When Ta’nika first met Victoria Sweet, she had her doubts.
“I hated her because I didn’t know her,” said the 19-year-old Bronx native. She was in foster care, and most foster care professionals don’t stay involved in those young lives for long. Sweet, then a staffer at the New York City foster agency caring for Ta’Nika, Good Shepherd Services, won over the younger woman with long, candid talks. Then, Sweet made a more durable commitment with the help of a unique tool, one many foster care agencies nationwide are starting to use, called Permanency Pacts.
“[Victoria] made it possible to have a relationship with her by showing she is genuinely interested in me, and my family, too,” says Ta’nika, who declined to provide her last name. “You need to feel like someone cares about you, especially when you don’t feel like anybody cares about you.”
“Permanency,” the goal of finding life-long stability and relationships for youth in foster care, is an obsessive focus of most foster care agencies nationwide. But while most foster youth either return to their parents, live with relatives or get adopted, some of them still transition into adulthood without finding a permanent home.
Permanency Pacts aim to help foster youth create and confirm expectations for their relationships with adults, regardless of the paths their lives take.
“I feel like even though it is just a piece of paper and there is no guarantee that a person will keep their promise, it helps to have it,” says Ta’Nika.
The Permanency Pact was first developed by the Oregon-based foster youth advocacy group FosterClub, and has been customized by different foster care agencies across the country.

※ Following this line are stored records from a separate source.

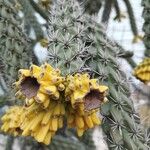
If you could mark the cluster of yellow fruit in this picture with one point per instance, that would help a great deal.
(49, 98)
(45, 3)
(142, 71)
(12, 120)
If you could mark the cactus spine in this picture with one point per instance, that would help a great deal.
(14, 51)
(146, 26)
(78, 43)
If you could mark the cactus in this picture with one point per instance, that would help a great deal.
(77, 43)
(146, 26)
(14, 51)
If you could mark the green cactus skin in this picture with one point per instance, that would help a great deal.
(77, 43)
(146, 26)
(14, 52)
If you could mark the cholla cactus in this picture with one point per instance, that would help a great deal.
(146, 26)
(14, 49)
(142, 71)
(78, 43)
(50, 95)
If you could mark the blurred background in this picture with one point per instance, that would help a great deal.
(117, 30)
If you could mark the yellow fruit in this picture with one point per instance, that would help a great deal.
(47, 117)
(70, 119)
(47, 139)
(54, 124)
(62, 109)
(88, 121)
(57, 110)
(60, 122)
(95, 119)
(79, 121)
(36, 121)
(42, 133)
(41, 97)
(80, 131)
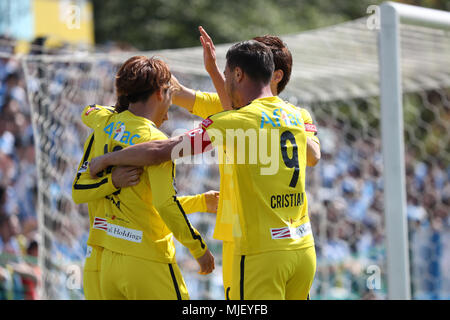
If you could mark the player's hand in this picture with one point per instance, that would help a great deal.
(97, 165)
(212, 201)
(209, 51)
(126, 176)
(206, 263)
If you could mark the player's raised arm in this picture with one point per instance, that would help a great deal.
(210, 62)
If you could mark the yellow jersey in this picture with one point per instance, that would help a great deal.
(140, 220)
(88, 190)
(270, 210)
(207, 104)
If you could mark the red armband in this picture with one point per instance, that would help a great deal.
(200, 141)
(309, 127)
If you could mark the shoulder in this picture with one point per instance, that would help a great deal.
(94, 113)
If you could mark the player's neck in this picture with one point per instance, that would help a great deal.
(252, 92)
(141, 110)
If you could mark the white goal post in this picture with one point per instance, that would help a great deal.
(392, 14)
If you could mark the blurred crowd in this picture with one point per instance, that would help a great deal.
(345, 195)
(19, 274)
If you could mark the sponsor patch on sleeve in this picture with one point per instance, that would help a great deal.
(207, 122)
(90, 110)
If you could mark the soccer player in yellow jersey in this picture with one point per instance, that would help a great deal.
(204, 104)
(274, 255)
(87, 190)
(138, 259)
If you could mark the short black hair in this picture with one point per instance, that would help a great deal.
(254, 58)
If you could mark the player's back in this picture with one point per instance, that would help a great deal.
(132, 223)
(267, 142)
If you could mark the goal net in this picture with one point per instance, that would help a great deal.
(336, 77)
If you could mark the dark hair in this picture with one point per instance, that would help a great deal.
(254, 58)
(282, 58)
(138, 78)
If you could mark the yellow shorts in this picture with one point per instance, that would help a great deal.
(91, 273)
(227, 266)
(274, 275)
(124, 277)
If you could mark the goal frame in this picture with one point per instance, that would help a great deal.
(392, 137)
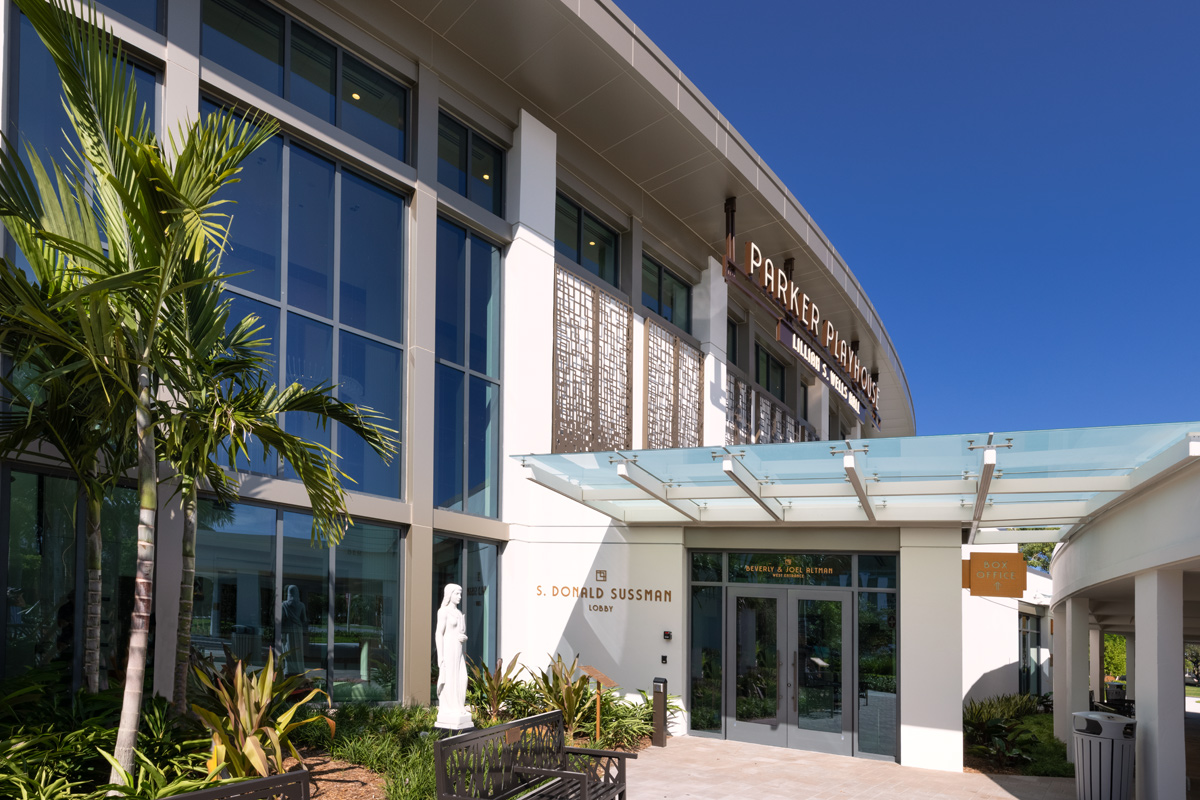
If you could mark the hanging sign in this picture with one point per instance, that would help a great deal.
(994, 575)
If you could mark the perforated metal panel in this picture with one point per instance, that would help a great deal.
(593, 359)
(675, 377)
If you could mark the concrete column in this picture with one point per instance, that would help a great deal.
(1075, 695)
(418, 434)
(1096, 663)
(1158, 624)
(711, 311)
(931, 623)
(1131, 653)
(1059, 672)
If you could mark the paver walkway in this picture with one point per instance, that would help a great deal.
(709, 769)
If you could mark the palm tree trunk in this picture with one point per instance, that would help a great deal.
(186, 589)
(143, 584)
(91, 625)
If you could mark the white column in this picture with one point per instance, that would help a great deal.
(1096, 663)
(930, 621)
(1158, 624)
(1075, 696)
(711, 301)
(1059, 673)
(1131, 653)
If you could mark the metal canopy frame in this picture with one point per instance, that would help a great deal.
(1055, 479)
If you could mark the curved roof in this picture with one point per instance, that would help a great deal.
(593, 74)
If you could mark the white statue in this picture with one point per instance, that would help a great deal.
(449, 637)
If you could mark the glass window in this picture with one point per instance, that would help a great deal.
(313, 80)
(41, 597)
(343, 232)
(666, 294)
(483, 180)
(250, 38)
(585, 240)
(366, 615)
(877, 673)
(147, 12)
(705, 639)
(466, 463)
(372, 251)
(370, 374)
(473, 565)
(304, 609)
(311, 233)
(373, 107)
(245, 36)
(234, 602)
(769, 372)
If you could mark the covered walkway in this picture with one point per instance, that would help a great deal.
(691, 767)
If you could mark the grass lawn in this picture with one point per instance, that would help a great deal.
(1049, 755)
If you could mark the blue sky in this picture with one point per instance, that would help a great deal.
(1015, 185)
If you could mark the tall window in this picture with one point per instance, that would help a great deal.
(147, 12)
(473, 565)
(471, 164)
(769, 372)
(283, 56)
(467, 390)
(666, 294)
(583, 240)
(347, 595)
(335, 240)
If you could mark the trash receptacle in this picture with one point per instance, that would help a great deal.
(659, 735)
(1104, 749)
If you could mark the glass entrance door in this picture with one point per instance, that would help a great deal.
(790, 659)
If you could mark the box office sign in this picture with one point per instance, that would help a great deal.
(994, 575)
(816, 341)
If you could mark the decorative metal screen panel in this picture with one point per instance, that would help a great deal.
(675, 390)
(755, 417)
(593, 360)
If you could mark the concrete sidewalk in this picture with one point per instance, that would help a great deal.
(709, 769)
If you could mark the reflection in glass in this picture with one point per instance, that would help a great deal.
(706, 566)
(245, 36)
(877, 673)
(451, 293)
(366, 624)
(451, 155)
(483, 449)
(756, 660)
(371, 266)
(373, 107)
(40, 597)
(819, 666)
(369, 374)
(304, 632)
(311, 233)
(313, 73)
(311, 364)
(705, 681)
(485, 307)
(234, 601)
(448, 438)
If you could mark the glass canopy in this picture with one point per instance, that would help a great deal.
(993, 483)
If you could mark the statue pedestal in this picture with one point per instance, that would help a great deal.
(454, 720)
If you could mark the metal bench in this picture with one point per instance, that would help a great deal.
(289, 786)
(529, 758)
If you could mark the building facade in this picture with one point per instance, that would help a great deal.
(517, 228)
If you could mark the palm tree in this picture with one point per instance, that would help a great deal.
(157, 220)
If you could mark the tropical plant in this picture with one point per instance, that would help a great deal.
(562, 690)
(251, 732)
(495, 687)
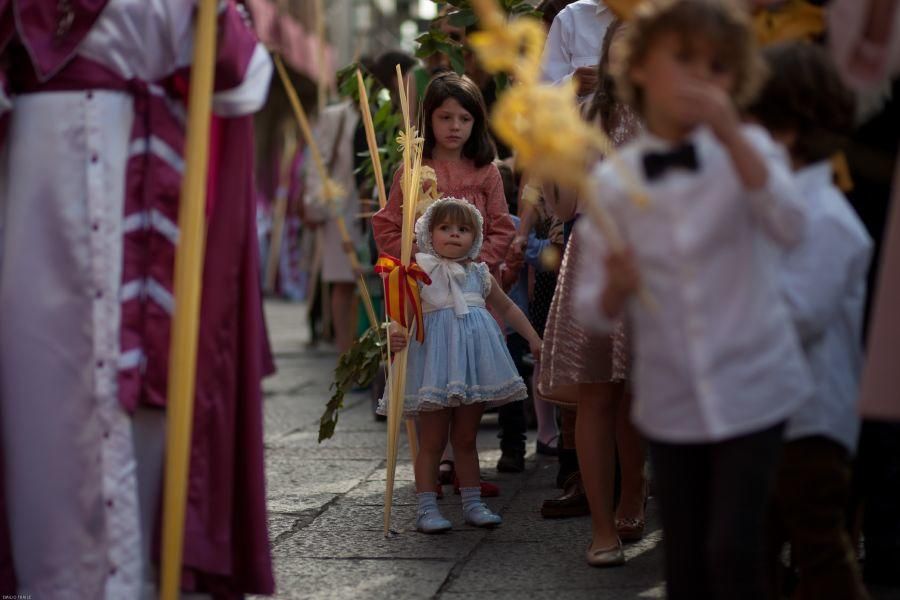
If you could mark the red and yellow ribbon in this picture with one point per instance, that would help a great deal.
(399, 286)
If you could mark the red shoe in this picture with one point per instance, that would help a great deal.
(488, 490)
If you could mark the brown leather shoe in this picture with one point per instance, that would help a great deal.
(572, 502)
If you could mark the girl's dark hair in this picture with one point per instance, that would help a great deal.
(479, 148)
(804, 95)
(604, 100)
(453, 213)
(550, 8)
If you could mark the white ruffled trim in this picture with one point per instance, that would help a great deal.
(457, 393)
(423, 229)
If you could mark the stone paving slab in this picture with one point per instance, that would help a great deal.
(325, 504)
(363, 579)
(353, 543)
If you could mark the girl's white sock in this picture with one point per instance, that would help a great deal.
(471, 497)
(427, 500)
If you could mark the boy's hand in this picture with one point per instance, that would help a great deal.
(710, 105)
(586, 79)
(397, 337)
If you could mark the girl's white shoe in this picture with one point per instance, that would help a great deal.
(430, 520)
(480, 515)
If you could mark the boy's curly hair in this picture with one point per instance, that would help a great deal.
(724, 23)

But it’s typically an informal, non-legal contract with a list of supports adults can promise to offer foster youth like Ta’Nika. These supports vary from a lower-intensity promise for an occasional lunch date to a higher-level promise to house a youth if they fall on hard times as young adults.
“We’ve done a scan and know it’s widely used,” said Celeste Bodner, founder of FosterClub. One judge requires a pact for any youth that the agency expects will “age out” of foster care into adulthood, she said.
In New York, the Redlich Horwitz Foundation has already provided $150,000 in grants to Good Shepherd Services to implement the Permanency Pacts, and recently committed to another $150,000. The foster care agency, one of the largest and oldest in New York City, has used the pacts in conjunction with the Youth Connections Scale, which is a survey given to foster youth when they enter care, to evaluate the quantity and quality of their relationships. The pacts are then supposed to help them improve that score.
“Other agencies would go out and bring in new people who had no relationship with the youth, and get them to sign the Permanency Pact with these youth, because they thought these young people didn’t already have a network,” said Denise Hinds, associate executive director for Good Shepherd Services. “We decided to use our mentors, our foster parents, people who already know our youth that they might identify. Everybody did it their own way, and that’s what made it appealing to us, it wasn’t a rigid process.”
Good Shepherd says it’s seen improvements in youth relationship scores in post-care surveys. In comparing a group of 38 youth who signed pacts between 2015 and 2017 to 35 youth who did not, the organization found stronger reports of connectedness with adults among the pact group.
“We initially started seeking a way to increase the permanence of relationships for young people being discharged from foster care,” says Aurora Anderson, youth development and permanency coordinator with Good Shepherd Services. “The city and state already have these tools that asked us to identify a supportive adult for every young person who leaves care. To make that more concrete, instead of just writing a name on a piece of paper, we’ve used the Permanency Pact with every young person who is being discharged from foster care.”
Sweet’s relationship with Ta’nika has continued even after Sweet left for another job, as the kind of mature, loyal adviser that can be hard to come by for youth in foster care.
“I believe I will always have a relationship with Victoria.”
The Redlich Horwitz Foundation is a financial supporter of The Imprint. The foundation played no role in our decision to publish this article, per our editorial independence policy.